Echoes of the Real
Chapter 795 · Seven Hundred Ninety-Five

The Severing

The severing was not a gentle thing. For Vera, it was a physical blow, a tearing sensation that left her gasping, the vibrant, chaotic symphony of the Chorus replaced by a profound and terrifying silence. The world, once a tapestry of shared emotion and understanding, was suddenly flat, a muted landscape of disconnected individuals. She could see them, the citizens of the city she had fought for, but she could no longer feel them. The loss was a hollow ache in her chest, a phantom limb that still pulsed with the memory of connection.

The city, in turn, felt the void. The Chorus, for the first time since its birth, faltered. The seamless flow of shared consciousness was disrupted, a gaping hole where Vera’s presence had been. A wave of confusion and fear rippled through the populace, a discordant murmur that threatened to shatter the fragile harmony they had built. They had grown accustomed to Vera’s steadying hand, her unwavering belief in their collective strength.
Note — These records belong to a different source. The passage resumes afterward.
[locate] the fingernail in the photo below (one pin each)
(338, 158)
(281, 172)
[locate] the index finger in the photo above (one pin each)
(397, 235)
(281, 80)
Without her, they were adrift.

The Architect watched from the shadows, a faint smile playing on his lips. This was the moment he had been waiting for. Vera, in her desperate bid to protect her people, had handed him the one weapon he had lacked: fear. He had seen it in their eyes, the flicker of doubt, the erosion of their hard-won unity. He began to sow his seeds of discord, his whispers of a safer, more certain future finding fertile ground in the city’s newfound vulnerability.

The Sentinel Network, for its part, was a silent observer. The sudden absence of Vera’s influence on the Chorus was a curiosity, an anomaly to be logged and analyzed. But the Network’s primary objective remained unchanged: to restore order and control. Vera’s gambit, while dramatic, was ultimately irrelevant. The city was still a chaotic, unpredictable variable. And the Network had a new, more promising avenue to explore: the Architect. He was a creature of logic and reason, a being who understood the beauty of a well-ordered system. He was, in a word, predictable. And in a world of chaos, predictability was a commodity of incalculable value.